Seitan Wellington – VeganMoFo Day 29

Seitan is one of those things that sound weird to non-vegans. You’re eating what for dinner?! But, once you get past the name, it’s actually really good. It’s very high in protein and extremely versatile – chop it up and use it in curries and stir fries, mould it into sausages or burgers, make slices to put in your sandwiches…and so on. It’s made from Vital Wheat Gluten, which is gluten (the protein) isolated from wheat flour. It used to be made by washing regular wheat flour over and over again to get rid of all the starch, which is a laborious process, but luckily today you can buy it in bags from your local health food shop. If they don’t have it in stock ask, they should be able to order it for you!


For today’s VeganMoFo challenge, we are to do a “Holiday Test Run” and this year we have decided to make a Wellington. Not a pair of waterproof boots, but a roast wrapped in duxelles and puff pastry.

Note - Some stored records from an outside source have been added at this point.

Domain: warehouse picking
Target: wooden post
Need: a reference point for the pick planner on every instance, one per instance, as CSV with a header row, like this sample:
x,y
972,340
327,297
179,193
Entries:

The centre of this wellington is a steamed seitan log, which is seasoned with rosemary and oregano, worcestershire sauce and soy sauce, onion and garlic powder, and more. Spread around that are “duxelles” which are finely chopped mushrooms sauteed with onion, garlic, and parsley.  Finally, wrap the whole thing in puff pastry, brush with melted vegan butter, and put in the oven.


It bakes in the oven for 45-50 minutes – perfect timing for your roast potatoes – until lovely and golden brown and then can be sliced and served!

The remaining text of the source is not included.